What else might a paid user's funds be going to, that he's not thinking of?

* paying for the time of people who maintain and develop the site

* paying for the time of people who support the people who maintain and develop the site (receptionist, office manager, etc)

* paying for the time of people to deal with copyright issues - both in terms of having people whose job is to build and maintain the automated copyright infringement detection systems (and to liase with the recording industry people they need to), and in terms of maybe having some kind of batch of people whose sole job is to do it manually

* possibly paying for the time of other content monitoring humans, doing the equivalent of the poor bastards whose job it is to monitor facebook/youtube/flickr/whatever for child porn, snuff, and other horrible things, is there an audio equivalent to that?

* office rent (SoundCloud apparently has offices in Berlin, New York, London, San Francisco, Los Angeles & Sydney, none of these are exactly cheap places to rent - and that drives up the salaries of your workers as well)

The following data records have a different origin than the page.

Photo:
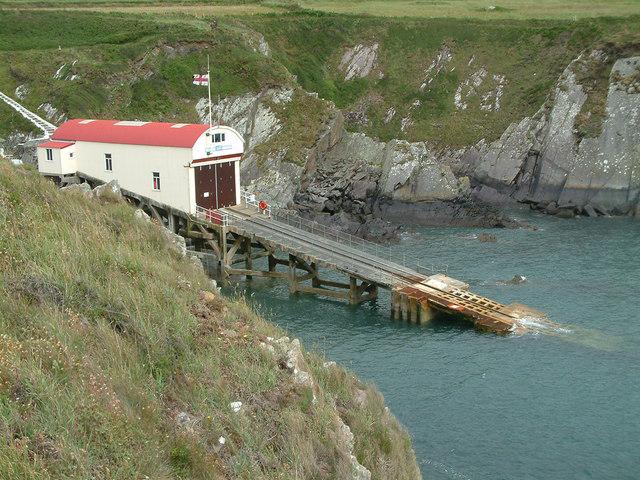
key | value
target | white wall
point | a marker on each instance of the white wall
(63, 163)
(206, 148)
(133, 167)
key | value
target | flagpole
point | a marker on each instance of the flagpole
(209, 89)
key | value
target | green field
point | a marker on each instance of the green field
(479, 9)
(132, 70)
(106, 338)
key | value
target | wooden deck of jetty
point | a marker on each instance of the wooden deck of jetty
(299, 253)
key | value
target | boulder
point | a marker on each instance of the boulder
(83, 188)
(487, 238)
(516, 280)
(565, 213)
(141, 214)
(108, 191)
(176, 242)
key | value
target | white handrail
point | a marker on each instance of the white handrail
(212, 216)
(376, 249)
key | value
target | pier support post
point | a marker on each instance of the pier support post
(224, 275)
(354, 293)
(395, 305)
(293, 284)
(426, 312)
(248, 258)
(172, 223)
(404, 307)
(413, 309)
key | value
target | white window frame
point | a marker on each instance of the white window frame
(155, 175)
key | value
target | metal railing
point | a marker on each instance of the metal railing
(384, 252)
(212, 216)
(249, 199)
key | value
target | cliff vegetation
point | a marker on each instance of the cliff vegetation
(118, 360)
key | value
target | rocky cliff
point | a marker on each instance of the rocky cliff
(356, 182)
(546, 161)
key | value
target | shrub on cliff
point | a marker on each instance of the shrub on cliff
(116, 362)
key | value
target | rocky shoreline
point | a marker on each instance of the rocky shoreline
(371, 188)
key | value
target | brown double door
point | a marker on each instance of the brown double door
(216, 185)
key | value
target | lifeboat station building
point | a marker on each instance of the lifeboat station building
(174, 165)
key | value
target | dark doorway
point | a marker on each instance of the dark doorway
(215, 185)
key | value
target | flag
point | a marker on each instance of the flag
(202, 80)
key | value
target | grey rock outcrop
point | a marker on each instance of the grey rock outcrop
(359, 61)
(108, 191)
(543, 160)
(83, 188)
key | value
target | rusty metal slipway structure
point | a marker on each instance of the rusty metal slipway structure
(302, 252)
(297, 250)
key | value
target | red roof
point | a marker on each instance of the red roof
(130, 133)
(54, 144)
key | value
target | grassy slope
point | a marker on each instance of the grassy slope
(105, 338)
(480, 9)
(126, 72)
(530, 54)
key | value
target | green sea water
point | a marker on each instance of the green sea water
(560, 402)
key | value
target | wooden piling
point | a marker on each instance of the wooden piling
(248, 258)
(413, 310)
(426, 312)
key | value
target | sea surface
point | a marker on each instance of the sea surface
(560, 402)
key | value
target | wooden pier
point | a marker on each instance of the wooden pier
(302, 252)
(301, 256)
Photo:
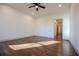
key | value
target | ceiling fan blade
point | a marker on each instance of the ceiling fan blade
(36, 3)
(42, 6)
(36, 9)
(31, 6)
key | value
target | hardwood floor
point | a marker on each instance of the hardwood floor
(36, 46)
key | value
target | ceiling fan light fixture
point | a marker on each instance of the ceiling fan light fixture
(36, 6)
(59, 5)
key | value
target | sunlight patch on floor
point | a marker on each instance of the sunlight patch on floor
(32, 45)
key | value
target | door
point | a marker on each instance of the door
(58, 29)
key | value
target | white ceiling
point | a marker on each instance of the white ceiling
(50, 8)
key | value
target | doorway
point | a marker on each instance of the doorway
(58, 29)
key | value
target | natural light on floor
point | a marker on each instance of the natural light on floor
(32, 45)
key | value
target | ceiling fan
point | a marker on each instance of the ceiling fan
(37, 5)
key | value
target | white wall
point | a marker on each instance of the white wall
(14, 24)
(74, 26)
(45, 25)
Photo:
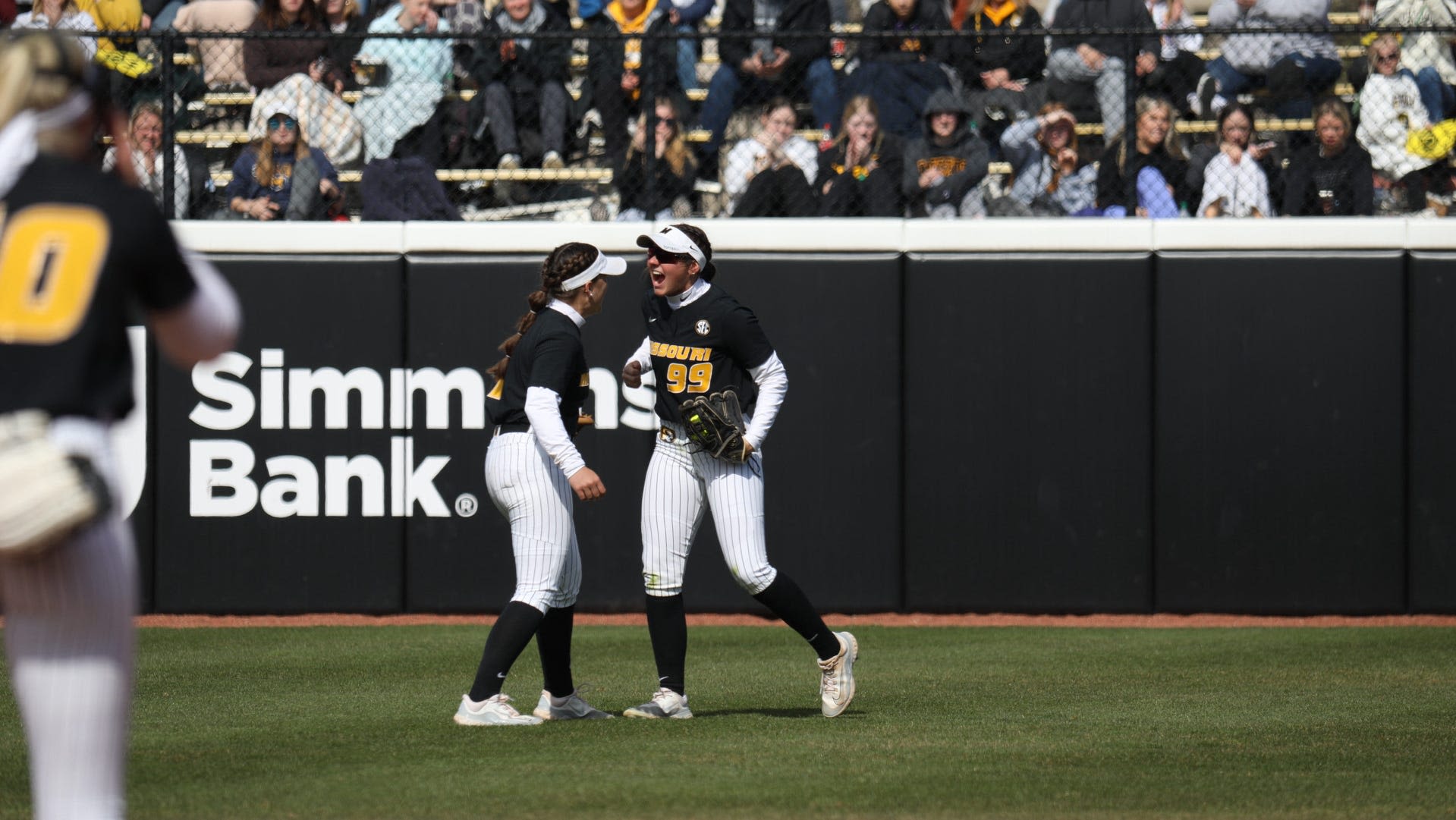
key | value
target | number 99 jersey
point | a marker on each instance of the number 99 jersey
(703, 347)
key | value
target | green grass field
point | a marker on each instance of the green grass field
(948, 723)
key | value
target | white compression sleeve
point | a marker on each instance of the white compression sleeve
(773, 386)
(542, 410)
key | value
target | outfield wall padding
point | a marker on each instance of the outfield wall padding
(1123, 429)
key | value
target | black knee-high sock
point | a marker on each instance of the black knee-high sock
(667, 625)
(788, 602)
(513, 630)
(554, 644)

* bandwidth to play the songs for the people who are getting a lot of views

* advertising SoundCloud

* perhaps some measure of profit-sharing with the users who generate popular content (I don't think SoundCloud has ads, though? Looks like it does, I guess I've never spent enough time using it as my music source to hear any.)

* maybe paying back the VC/founder money that's been put into getting the site to where it is

* who knows what kind of financial arrangements with the music industry, I can't even begin to speculate how complex those get

Sure, the carrot SoundCloud holds out in front of you of "more storage space" is negligible in value. But don't neglect all these other costs. Money for those doesn't just come out of thin air. Unless they've figured out a way to massively parallelize mining BTC with the spare CPU cycles of everyone listening to a song or something.

(Limiting the upload bandwidth of free users may also be a deliberate choice to keep the quality of SoundCloud's content slightly better on average. If you're not making enough money off your music to feel like $7/mo is worth it then it's probably not very good yet to be honest. But I'm getting off into total theorizing here and I'm not even stoned.)